The result is the HS3 3D printer, a slim-looking cube measuring 300mm on each side and weighing 46.7 kilograms, with black anodized aluminum treated to achieve a durable finish. The device is capable of printing carbon fiber parts as tough as metal and 5-10 times faster than other options on the market thanks to the startup’s proprietary methods, Cao said. Moreover, it can do so at a competitive cost even compared to Chinese suppliers.

The startup has sold 40 HS3 units — all assembled in-house in Vancouver with parts manufactured in Canada — since the machine began shipping nine months ago. Each printer costs $15,000, but the majority of the company’s revenue comes from filament sales. Also referred to as the “ink” for 3D printers, filaments range from $50-150 per kilo, yielding a nice 90% profit margin, and most of the company’s customers spend about $500-800 per month on it.

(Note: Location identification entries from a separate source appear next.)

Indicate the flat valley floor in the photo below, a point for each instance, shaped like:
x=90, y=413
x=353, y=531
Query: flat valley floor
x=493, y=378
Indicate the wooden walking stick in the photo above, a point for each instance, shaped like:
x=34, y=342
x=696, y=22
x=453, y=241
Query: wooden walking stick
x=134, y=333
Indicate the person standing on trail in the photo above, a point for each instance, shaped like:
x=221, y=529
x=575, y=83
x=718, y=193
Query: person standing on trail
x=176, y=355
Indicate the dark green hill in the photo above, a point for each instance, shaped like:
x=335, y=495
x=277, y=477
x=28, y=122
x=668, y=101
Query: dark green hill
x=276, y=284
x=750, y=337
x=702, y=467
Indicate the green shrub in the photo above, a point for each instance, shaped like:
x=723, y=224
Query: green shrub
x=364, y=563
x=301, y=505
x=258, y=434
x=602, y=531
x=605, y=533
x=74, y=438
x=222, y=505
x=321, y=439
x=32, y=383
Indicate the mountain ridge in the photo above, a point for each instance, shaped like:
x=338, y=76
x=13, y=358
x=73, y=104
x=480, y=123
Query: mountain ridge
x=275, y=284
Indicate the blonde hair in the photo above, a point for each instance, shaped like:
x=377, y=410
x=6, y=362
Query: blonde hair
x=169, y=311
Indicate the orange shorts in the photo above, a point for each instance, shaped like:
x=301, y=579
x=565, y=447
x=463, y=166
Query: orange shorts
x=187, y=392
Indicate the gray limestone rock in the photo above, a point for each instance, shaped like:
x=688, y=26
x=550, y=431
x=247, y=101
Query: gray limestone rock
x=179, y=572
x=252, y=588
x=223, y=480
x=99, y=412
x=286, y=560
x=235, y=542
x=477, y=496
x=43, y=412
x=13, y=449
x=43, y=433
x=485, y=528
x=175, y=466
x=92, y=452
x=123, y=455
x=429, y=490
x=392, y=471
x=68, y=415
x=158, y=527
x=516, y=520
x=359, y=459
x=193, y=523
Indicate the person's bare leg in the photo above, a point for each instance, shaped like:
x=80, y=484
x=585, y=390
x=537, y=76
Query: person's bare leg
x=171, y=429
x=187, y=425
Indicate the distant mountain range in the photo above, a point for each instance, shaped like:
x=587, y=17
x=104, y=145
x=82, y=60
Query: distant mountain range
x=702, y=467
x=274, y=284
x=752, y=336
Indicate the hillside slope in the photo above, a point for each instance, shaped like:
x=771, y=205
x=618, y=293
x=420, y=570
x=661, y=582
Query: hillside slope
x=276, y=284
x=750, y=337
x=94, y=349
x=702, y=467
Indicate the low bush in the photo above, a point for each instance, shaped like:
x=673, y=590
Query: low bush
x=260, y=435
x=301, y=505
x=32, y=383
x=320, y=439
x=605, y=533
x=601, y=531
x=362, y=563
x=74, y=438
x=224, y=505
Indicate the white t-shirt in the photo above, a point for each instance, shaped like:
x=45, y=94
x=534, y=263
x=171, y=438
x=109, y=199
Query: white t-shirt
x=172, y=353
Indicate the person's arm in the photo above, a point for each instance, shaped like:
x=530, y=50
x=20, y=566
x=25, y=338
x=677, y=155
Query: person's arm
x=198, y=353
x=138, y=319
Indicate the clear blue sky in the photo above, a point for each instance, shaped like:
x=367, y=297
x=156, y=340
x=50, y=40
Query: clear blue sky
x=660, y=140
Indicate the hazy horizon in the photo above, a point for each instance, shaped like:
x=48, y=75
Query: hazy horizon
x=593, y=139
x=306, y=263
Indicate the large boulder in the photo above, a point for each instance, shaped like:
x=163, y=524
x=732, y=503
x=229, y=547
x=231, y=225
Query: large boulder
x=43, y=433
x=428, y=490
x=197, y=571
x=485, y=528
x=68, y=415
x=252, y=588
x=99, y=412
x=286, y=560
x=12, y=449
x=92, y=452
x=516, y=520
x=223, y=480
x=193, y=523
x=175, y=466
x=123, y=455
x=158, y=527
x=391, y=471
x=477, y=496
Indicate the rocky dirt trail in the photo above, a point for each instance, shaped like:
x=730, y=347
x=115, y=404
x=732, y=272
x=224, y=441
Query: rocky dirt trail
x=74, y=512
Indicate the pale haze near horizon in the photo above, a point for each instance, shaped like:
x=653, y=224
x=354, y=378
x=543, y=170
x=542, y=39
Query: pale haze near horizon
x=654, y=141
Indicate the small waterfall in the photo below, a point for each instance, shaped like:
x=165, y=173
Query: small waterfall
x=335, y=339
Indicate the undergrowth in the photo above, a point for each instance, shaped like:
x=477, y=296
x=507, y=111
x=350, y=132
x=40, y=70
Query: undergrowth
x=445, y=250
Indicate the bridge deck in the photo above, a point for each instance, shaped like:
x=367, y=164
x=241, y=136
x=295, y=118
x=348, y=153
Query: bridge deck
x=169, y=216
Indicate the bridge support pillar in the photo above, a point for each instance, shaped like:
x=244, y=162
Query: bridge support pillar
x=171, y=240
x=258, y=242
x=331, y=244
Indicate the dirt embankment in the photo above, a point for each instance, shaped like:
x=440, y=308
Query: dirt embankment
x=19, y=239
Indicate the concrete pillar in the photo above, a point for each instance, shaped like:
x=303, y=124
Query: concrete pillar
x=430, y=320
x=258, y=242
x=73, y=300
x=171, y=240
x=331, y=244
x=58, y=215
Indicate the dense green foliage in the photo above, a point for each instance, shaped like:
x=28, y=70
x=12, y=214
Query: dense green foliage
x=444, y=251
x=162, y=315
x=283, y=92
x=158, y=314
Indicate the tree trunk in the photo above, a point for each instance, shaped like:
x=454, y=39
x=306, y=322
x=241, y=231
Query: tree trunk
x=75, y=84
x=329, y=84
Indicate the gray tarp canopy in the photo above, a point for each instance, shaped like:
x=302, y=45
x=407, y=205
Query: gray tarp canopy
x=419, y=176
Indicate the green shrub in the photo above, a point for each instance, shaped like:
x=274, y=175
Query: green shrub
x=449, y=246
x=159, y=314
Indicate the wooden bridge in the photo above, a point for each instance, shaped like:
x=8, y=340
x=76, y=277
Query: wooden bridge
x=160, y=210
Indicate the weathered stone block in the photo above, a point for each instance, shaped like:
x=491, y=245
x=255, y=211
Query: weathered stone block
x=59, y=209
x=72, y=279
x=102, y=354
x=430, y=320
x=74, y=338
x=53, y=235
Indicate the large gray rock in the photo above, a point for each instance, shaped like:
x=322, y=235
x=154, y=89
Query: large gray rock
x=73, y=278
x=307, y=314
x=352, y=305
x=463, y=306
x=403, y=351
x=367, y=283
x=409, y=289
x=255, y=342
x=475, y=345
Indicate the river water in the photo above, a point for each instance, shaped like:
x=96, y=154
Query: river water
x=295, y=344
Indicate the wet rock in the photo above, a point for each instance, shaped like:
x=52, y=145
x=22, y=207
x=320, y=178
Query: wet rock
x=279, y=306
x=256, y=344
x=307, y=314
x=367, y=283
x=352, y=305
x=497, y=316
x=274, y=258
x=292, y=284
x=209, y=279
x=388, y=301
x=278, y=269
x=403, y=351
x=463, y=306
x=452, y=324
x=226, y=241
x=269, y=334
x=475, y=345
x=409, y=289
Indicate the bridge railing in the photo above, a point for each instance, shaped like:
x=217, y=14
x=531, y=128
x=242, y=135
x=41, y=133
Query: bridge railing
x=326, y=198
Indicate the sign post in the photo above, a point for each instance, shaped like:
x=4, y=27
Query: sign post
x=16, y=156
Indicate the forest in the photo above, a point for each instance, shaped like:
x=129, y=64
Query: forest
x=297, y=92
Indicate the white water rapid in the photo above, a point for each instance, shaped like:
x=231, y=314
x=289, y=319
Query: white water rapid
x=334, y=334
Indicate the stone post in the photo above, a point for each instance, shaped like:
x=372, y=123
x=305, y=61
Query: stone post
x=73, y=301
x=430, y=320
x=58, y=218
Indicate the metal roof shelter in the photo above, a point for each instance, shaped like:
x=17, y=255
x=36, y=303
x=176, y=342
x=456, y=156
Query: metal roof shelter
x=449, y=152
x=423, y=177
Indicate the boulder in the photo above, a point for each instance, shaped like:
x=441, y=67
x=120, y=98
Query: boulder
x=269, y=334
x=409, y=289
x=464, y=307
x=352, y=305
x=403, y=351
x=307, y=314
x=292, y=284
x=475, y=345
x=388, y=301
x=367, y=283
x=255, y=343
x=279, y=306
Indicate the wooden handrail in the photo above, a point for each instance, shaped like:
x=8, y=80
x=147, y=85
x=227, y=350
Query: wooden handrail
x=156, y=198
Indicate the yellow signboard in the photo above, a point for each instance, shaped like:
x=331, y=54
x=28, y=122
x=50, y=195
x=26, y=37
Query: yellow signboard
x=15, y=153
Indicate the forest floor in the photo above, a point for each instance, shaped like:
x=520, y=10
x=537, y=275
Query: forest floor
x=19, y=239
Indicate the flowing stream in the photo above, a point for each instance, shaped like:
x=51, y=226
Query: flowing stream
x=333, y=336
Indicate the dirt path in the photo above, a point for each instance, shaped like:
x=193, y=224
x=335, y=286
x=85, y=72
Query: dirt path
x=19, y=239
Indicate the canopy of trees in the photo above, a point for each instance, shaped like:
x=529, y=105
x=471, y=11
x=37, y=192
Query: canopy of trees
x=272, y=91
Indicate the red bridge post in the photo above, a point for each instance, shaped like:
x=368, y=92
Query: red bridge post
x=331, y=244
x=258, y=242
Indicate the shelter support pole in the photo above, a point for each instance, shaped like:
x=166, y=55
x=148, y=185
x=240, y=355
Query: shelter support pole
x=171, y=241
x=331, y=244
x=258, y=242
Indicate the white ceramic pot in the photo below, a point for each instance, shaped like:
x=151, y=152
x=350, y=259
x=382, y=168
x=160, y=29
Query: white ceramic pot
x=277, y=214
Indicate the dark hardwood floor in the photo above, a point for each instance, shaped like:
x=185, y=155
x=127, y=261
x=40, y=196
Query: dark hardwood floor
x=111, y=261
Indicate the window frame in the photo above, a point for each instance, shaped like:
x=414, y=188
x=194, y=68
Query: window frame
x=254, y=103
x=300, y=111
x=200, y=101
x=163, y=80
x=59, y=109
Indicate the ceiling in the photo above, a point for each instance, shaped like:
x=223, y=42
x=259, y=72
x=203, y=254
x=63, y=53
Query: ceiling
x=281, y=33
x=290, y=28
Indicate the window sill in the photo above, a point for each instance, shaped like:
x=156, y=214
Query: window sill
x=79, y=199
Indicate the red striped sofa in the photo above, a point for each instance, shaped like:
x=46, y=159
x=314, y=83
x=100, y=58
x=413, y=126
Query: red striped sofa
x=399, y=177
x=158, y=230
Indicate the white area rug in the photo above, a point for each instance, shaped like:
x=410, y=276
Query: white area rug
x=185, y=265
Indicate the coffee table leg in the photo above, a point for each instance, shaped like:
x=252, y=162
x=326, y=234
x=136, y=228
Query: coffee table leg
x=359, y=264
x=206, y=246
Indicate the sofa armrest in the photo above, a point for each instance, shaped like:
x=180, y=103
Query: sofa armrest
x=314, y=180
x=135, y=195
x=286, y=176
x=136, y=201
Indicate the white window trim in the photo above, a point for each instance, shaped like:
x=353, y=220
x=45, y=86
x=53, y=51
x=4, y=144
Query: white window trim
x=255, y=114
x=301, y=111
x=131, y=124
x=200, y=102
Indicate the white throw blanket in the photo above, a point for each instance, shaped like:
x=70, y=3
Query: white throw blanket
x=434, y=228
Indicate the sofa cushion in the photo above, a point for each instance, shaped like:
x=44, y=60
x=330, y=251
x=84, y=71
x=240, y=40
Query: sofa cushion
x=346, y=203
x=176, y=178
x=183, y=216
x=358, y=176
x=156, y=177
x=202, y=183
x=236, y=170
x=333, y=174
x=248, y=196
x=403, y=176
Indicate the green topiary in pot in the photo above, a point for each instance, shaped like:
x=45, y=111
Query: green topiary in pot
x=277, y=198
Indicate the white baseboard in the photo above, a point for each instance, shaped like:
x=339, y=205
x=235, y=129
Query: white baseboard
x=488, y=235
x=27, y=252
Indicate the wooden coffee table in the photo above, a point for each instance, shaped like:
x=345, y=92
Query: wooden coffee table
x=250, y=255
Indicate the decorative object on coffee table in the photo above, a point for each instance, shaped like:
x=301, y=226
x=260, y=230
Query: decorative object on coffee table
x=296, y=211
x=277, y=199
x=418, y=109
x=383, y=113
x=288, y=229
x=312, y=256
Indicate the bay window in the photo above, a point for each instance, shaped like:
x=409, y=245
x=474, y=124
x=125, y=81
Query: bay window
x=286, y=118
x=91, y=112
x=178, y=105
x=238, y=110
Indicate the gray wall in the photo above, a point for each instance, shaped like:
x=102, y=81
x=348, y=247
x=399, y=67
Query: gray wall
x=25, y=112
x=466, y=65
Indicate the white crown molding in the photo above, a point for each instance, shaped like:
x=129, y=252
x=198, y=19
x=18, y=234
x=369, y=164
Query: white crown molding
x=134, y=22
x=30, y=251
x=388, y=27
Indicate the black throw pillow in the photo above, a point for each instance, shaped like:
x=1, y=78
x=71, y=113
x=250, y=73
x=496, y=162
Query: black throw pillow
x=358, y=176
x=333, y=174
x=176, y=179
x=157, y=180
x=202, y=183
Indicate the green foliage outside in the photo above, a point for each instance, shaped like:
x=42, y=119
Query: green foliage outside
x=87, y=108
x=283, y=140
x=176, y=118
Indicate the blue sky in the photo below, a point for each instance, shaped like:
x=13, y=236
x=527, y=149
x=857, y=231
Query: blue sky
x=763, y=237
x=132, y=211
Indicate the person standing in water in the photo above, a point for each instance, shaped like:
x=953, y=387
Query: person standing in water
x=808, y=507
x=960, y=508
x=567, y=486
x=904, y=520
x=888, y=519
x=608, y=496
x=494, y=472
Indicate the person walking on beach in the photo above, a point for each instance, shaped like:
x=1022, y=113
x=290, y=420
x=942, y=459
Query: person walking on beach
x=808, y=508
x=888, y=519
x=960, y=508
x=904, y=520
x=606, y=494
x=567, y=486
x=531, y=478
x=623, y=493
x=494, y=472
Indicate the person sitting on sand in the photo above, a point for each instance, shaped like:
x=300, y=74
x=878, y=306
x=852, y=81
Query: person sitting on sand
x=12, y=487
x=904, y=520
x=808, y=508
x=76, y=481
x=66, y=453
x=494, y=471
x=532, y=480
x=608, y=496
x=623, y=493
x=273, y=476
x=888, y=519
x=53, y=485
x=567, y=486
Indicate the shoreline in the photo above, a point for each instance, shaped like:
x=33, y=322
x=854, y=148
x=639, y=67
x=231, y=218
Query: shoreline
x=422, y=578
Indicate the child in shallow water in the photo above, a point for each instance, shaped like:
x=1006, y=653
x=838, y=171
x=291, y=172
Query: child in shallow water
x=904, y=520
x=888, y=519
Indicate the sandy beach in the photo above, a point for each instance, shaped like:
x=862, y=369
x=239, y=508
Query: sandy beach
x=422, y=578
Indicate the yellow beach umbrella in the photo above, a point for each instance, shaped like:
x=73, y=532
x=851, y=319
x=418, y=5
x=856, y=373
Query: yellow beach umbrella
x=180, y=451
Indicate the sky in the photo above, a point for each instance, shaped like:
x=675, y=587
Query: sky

Pantheon Design has raised $800,000 in funding from a mix of investors in Canada and the US, including Boston-based accelerator Techstars. The company is also backed by revenue generated from its past business of printing products and prototypes for customers, and two of its proudest moments have been printing complete concept bikes for Honda and all the sci-fi props in the Netflix series. movie The Adam Project.

Shreya has been with australiabusinessblog.com for 3 years, writing copy for client websites, blog posts, EDMs and other mediums to engage readers and encourage action. By collaborating with clients, our SEO manager and the wider australiabusinessblog.com, Shreya seeks to understand an audience before creating memorable, persuasive copy.